Tuesday, March 29, 2011

A Dominant Figure

            Moses has been the star of the story for a long time now.  We first read about his birth in Exodus 2, way back in Week 5.  (We’re in Week 18 now!)  He has dominated the story in a way no one before has.  He has been a savior, a mediator, an intercessor.  The end of Deuteronomy declares, “There’s never been a prophet like him.”  But, in the end, he dies.  He’s not the Savior, the Mediator, the Intercessor.  He is, at best, a type of the One who was yet to come.  This keeps Moses in perspective in terms of salvation history.

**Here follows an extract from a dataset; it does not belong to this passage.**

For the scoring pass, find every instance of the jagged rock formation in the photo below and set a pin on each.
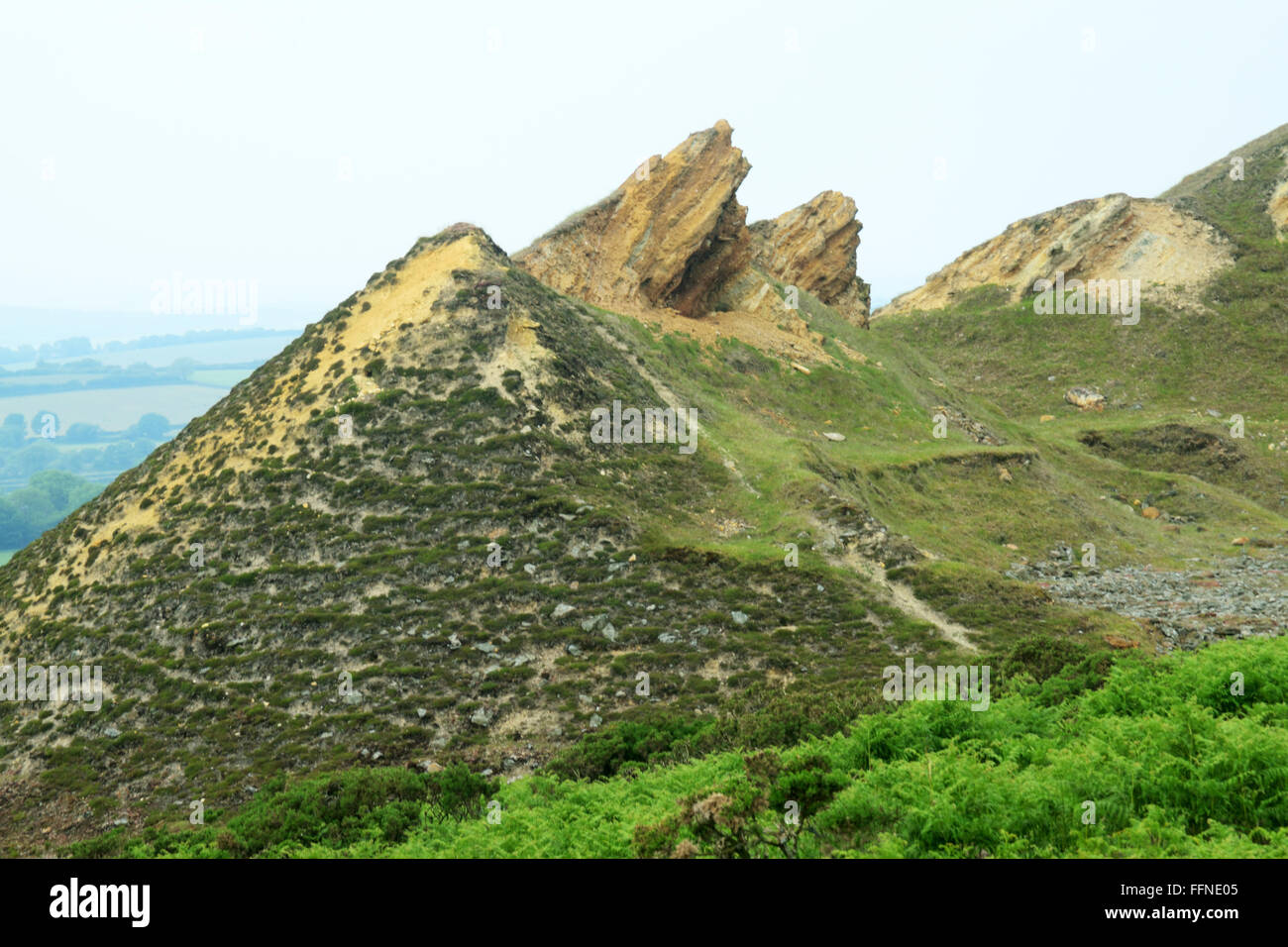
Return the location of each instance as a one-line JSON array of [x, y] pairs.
[[666, 237], [1113, 237], [674, 236], [397, 540], [815, 247]]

            There’s a more mundane lesson here for the church, too.  No one is irreplaceable.  Because the thing that matters is that the Lord keeps His promises, no one person matter too much.  I’ve thought from time to time that that’s one of the reasons that Lutherans have kept on using vestments (the technical name for the pastor’s robe).  We put the man in a robe because his fashion sense doesn’t matter; his personal style doesn’t matter; he doesn’t matter.  What matters is that he speaks God’s promises, because God’s promises matter.
            Now I know that people do matter, and I know that some people like one pastor better than another, and I know that some pastors are better at what they do than others.  But, I think you have to agree:  there’s only one Jesus.  Moses isn’t Jesus; your favorite pastor isn’t Jesus; and you’re not Jesus, either.  What Jesus has done in His suffering and death, in His work as prophet, as the One who knows the Father—that’s what matters!